To make the leaven, heat up the milk. It needs to be warm but not hot, or you can kill the yeast. Add five tablespoonfuls of the sugar, one packet of instant yeast, and 10 tablespoonfuls of flour. Stir well. The leaven should have the thickness of a yogurt drink. Put a layer of flour on top of the mixture, cover with a towel and leave in a warm place for 30 minutes.

2. As the leaven begins to rise, you will see bubbles form on the surface. This indicates that the yeast is alive and beginning to work. Once the leaven is ready, add 1 egg, 50 grams of softened butter and some of the flour. Start kneading the dough with your hands until it is well combined. Gradually, add the rest of the flour. If you are using flour that is not of particularly high quality, you may find that 1 kilogram is not enough and you may need to add more. The final product should be soft and pliable but dry enough that it doesn’t stick to your hands.

3. Shape the pastry into a ball, cover it with a towel and leave in a warm place for 1 hour. This should be enough time for the dough to rise. Punch down the dough with your hands, and leave it to rise for another 30 minutes.

4. Roll the pastry into a tube measuring about 8 centimeters in diameter, then cut it into segments of 7 to 8 centimeters in length.

Photo: Alexandra KravchenkoPhoto: Alexandra Kravchenko

5. Be sure to cover these segments with a towel while you work because this dough dries out quickly when exposed to air.

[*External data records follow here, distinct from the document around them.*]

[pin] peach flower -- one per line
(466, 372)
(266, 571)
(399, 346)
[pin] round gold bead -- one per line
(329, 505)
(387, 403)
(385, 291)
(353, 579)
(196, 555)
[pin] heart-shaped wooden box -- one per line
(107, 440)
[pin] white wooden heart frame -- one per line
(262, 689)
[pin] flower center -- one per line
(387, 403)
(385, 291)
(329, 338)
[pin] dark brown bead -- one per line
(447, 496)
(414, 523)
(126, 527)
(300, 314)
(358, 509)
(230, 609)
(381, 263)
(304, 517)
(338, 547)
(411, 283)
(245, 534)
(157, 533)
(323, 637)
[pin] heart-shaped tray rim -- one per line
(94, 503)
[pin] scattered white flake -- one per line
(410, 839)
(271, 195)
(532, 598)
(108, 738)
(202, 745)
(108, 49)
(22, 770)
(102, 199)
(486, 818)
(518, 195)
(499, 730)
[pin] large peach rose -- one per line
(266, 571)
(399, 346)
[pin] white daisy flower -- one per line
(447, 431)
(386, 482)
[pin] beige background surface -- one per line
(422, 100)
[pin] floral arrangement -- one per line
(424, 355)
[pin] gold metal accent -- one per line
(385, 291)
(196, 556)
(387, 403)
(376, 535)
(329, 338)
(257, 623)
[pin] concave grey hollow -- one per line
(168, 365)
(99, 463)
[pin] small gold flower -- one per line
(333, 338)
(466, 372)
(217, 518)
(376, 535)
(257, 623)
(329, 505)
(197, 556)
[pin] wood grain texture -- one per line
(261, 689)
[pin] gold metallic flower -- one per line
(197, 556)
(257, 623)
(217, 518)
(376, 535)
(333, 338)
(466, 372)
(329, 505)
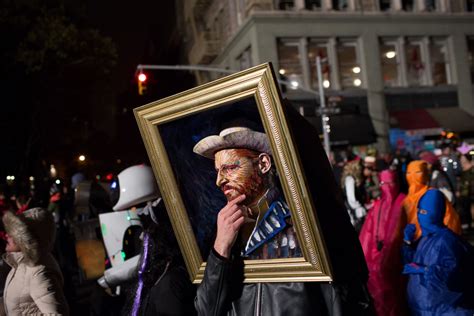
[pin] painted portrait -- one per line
(229, 138)
(219, 154)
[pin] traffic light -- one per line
(142, 80)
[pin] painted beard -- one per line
(251, 186)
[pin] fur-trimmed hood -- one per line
(33, 231)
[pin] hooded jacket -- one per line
(381, 243)
(34, 284)
(441, 270)
(418, 178)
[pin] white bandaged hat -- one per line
(233, 137)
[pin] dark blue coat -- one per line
(441, 282)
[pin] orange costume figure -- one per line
(418, 178)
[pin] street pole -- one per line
(213, 69)
(324, 117)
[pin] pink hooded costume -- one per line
(381, 242)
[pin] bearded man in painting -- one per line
(256, 214)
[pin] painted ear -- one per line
(264, 163)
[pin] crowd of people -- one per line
(413, 216)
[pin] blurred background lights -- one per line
(52, 171)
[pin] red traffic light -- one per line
(142, 77)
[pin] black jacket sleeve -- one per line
(213, 295)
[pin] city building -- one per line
(399, 66)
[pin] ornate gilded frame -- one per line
(258, 83)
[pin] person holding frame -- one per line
(257, 263)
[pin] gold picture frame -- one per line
(171, 126)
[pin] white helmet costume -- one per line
(136, 185)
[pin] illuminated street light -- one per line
(142, 77)
(52, 171)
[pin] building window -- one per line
(340, 5)
(416, 68)
(340, 65)
(408, 5)
(349, 67)
(285, 4)
(470, 54)
(430, 5)
(385, 5)
(439, 62)
(470, 5)
(415, 61)
(318, 47)
(245, 59)
(289, 60)
(390, 61)
(312, 4)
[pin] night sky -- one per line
(98, 123)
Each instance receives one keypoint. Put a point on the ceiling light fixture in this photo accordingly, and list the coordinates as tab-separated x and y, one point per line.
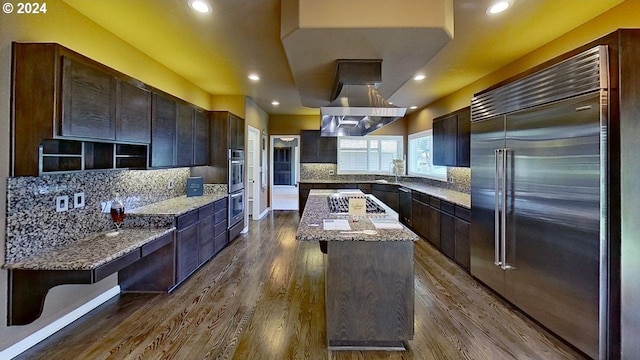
200	6
499	7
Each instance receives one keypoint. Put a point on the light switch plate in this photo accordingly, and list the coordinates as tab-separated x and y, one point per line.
62	203
78	200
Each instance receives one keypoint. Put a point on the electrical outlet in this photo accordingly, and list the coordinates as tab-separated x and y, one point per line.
62	203
78	200
105	207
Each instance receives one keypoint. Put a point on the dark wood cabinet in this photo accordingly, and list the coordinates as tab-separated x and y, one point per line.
187	247
184	134
200	137
201	233
447	229
318	149
133	113
88	101
451	139
60	97
163	131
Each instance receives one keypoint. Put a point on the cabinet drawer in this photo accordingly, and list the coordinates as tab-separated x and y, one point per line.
156	244
447	207
113	266
463	213
220	216
220	205
187	219
205	211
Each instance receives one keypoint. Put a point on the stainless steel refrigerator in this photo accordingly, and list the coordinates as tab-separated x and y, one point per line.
538	194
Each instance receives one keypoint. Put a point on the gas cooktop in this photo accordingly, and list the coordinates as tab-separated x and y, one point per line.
339	204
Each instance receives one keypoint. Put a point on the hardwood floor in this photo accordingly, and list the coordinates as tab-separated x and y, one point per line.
263	298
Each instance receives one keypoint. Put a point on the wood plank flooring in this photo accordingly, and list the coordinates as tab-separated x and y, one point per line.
263	298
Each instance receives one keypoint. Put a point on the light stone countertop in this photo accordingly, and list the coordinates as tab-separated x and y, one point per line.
176	206
317	209
92	251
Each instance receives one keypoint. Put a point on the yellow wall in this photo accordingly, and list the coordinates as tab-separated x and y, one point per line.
625	15
63	25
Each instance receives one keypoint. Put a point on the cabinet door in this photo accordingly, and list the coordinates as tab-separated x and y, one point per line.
163	131
206	236
434	226
447	234
201	138
445	132
309	146
186	251
133	113
88	102
184	134
236	132
464	138
462	243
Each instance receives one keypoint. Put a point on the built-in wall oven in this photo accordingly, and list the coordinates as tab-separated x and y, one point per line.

6. Make the filling for the rolls. Melt 100 grams of butter in a microwave or water bath. Then, in a separate container, mix the remaining sugar with cinnamon to taste. In a third container, prepare an egg wash by beating the remaining egg with a small quantity of water.

Photo: Alexandra KravchenkoPhoto: Alexandra Kravchenko

7. Now you will start making the heart-shaped rolls. Take a piece of pastry from under the towel and roll it out with a rolling pin until it is around 5 millimeters thick. Use a tablespoon to pour some melted butter on the dough, then powder it generously with the cinnamon-sugar mixture. 

Photo: Alexandra KravchenkoPhoto: Alexandra Kravchenko

Roll the dough into a tube, bend it in two and make a cut along the bend. 

Photo: Alexandra KravchenkoPhoto: Alexandra Kravchenko

Unfold the resultant “ears” into a heart shape.

Photo: Alexandra KravchenkoPhoto: Alexandra Kravchenko

As you complete each roll, place it onto a baking sheet, covered with baking paper. Use a silicone brush to coat the rolls with the egg wash before baking.

8. Bake your rolls for 15 minutes at 180 degrees Celsius or until the tops are golden brown.